Malcriados somos, y como tales, no apreciamos lo que tenemos. Hoy la mayor parte de la gente aquí ya no sabe de primera mano lo que es una dictadura. La democracia, por mejorable que sea, a escala mundial, es valiosa y excepcional. El autoritarismo puede venir envuelto de varias tonalidades políticas, pero todas sus formas tienen en común que reservan el respeto de los derechos humanos a unos en perjuicio de otros.

El caso es que la democracia, el imperio de la norma democráticamente aprobada, es un régimen que se suele destruir desde dentro, no desde fuera. A menudo, la ocasión para destruir la democracia se da, paradójicamente, en elecciones. Para ello se suele invocar una falsa emergencia o negar una emergencia real, y pergeñar enemigos internos que han urdido algo atroz.

Los golpes de estado pueden ser de los que ocurren en un día. Pero últimamente también pueden ser pausados y graduales. Por mal organizados que puedan parecer algunos de los graduales, no fracasan solos. Hay que hacer que fracasen.

Sin embargo, los golpes de Estado se derrotan rápidamente o no se derrotan. Cuando se completan, es muy difícil revertir el proceso, nos vemos impotentes. En una situación potencialmente autoritaria, las elecciones son solo la primera ronda.

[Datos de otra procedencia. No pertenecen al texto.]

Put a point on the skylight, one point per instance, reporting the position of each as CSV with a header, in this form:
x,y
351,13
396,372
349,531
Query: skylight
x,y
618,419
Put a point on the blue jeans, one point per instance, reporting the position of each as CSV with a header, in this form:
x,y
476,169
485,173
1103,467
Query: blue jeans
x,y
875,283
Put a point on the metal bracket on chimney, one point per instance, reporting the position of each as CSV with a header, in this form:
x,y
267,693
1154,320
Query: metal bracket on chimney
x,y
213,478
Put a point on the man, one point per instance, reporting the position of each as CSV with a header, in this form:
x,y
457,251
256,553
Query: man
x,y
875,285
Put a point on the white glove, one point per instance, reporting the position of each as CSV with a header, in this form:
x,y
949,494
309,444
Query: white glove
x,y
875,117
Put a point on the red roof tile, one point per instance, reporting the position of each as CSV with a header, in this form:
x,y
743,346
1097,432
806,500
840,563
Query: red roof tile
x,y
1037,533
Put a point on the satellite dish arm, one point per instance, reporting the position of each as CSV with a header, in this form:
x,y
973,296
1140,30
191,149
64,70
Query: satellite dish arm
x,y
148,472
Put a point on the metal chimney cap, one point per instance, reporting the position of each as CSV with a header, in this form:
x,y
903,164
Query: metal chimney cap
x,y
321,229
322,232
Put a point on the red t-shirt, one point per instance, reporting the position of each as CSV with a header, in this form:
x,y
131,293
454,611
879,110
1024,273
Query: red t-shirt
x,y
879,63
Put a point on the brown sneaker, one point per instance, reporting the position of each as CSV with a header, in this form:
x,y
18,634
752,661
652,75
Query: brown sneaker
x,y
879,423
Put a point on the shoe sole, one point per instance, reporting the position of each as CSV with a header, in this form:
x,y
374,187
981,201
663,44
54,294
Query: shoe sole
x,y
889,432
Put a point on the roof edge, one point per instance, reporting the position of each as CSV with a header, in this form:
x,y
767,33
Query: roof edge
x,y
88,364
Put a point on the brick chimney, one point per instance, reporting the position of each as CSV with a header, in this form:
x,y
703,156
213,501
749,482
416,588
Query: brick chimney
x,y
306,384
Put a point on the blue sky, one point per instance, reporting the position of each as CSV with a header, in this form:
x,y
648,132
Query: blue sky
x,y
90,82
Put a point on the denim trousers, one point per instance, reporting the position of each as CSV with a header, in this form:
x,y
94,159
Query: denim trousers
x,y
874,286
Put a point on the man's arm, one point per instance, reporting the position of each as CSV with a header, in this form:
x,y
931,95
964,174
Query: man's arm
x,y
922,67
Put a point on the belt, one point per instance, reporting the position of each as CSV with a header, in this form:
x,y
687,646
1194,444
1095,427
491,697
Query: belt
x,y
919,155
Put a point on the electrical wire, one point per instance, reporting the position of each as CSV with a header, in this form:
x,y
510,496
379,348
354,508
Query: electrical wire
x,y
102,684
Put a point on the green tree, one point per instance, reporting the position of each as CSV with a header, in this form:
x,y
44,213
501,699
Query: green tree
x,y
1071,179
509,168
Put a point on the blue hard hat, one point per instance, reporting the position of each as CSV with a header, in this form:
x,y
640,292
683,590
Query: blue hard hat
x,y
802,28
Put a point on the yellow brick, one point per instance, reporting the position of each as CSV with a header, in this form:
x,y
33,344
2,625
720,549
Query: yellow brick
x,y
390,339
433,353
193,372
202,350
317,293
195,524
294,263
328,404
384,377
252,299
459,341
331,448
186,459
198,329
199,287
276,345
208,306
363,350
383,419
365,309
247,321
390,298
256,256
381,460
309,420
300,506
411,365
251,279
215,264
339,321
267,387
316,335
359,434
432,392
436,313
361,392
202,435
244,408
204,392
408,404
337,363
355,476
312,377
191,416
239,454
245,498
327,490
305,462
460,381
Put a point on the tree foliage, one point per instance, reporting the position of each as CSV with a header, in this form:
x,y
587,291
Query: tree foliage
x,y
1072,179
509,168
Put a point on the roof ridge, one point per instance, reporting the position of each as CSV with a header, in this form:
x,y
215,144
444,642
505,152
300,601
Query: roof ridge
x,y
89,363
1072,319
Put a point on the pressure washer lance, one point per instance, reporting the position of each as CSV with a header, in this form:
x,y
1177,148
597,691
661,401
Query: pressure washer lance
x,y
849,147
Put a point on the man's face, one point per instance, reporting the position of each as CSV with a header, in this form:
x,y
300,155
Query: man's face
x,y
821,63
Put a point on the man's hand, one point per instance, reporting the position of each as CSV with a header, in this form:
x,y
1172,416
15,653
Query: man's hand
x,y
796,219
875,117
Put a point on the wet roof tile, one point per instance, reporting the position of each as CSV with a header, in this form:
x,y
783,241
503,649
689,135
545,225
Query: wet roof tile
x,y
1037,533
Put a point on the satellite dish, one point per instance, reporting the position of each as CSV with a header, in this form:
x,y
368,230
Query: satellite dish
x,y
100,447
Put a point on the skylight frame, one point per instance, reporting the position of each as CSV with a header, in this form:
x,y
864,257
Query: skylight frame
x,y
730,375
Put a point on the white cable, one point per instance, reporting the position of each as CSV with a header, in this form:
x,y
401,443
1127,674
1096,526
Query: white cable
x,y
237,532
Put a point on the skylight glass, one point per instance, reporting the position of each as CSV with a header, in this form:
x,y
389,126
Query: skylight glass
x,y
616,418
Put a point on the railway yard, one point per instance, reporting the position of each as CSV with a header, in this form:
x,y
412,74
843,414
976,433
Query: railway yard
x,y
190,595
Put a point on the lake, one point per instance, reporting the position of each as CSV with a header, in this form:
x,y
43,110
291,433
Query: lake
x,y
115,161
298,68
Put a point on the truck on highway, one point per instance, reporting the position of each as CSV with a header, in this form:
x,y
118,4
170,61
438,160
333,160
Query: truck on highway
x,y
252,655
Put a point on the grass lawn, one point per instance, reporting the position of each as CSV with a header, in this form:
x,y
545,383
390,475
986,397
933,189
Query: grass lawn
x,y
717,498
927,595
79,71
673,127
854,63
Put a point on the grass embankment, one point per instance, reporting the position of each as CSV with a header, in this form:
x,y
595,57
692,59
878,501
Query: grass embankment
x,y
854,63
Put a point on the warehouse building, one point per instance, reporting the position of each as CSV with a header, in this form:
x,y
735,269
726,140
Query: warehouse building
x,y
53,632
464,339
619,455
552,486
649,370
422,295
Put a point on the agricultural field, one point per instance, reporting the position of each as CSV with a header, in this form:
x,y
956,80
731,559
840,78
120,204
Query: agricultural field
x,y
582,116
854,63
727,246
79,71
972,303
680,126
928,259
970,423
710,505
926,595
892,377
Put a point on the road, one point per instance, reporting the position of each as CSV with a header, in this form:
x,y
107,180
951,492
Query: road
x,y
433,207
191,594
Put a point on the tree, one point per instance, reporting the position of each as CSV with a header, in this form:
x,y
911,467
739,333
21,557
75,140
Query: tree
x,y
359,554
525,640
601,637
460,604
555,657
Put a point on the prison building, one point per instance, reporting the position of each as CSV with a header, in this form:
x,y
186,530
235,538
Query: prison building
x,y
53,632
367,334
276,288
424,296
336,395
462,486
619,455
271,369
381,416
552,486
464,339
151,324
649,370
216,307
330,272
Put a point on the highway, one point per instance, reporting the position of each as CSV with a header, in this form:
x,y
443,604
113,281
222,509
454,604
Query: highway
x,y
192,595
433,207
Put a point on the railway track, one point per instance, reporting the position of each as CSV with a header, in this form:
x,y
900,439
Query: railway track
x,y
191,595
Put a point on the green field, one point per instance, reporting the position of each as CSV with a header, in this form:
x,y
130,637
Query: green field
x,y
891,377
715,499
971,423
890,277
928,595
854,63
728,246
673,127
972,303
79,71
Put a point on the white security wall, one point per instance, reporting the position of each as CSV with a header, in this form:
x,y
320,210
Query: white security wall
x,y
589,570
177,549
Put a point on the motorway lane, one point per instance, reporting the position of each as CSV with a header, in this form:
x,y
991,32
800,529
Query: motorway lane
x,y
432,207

Llamar fraudulenta la victoria de un oponente, o crear el mito de una puñalada por la espalda por parte de enemigos internos o importados, inicia una espiral descendente porque los propios votantes autoritarios esperarán de su líder que retuerza aún más el argumentario la próxima vez y, sobre todo, si gana, que acelere la instauración de ese autoritarismo. Lo vemos en EEUU, y podemos verlo en Rumanía y Francia, aunque la situación de ambos países es distinta. Y podemos llegar a verlo aquí. Precisamente porque no apreciamos la democracia, no la defendemos. No asumimos la difícil tarea de defenderla haciendo que la incomodidad cambie de bando. Y no es tan difícil como parece. Se consigue participando.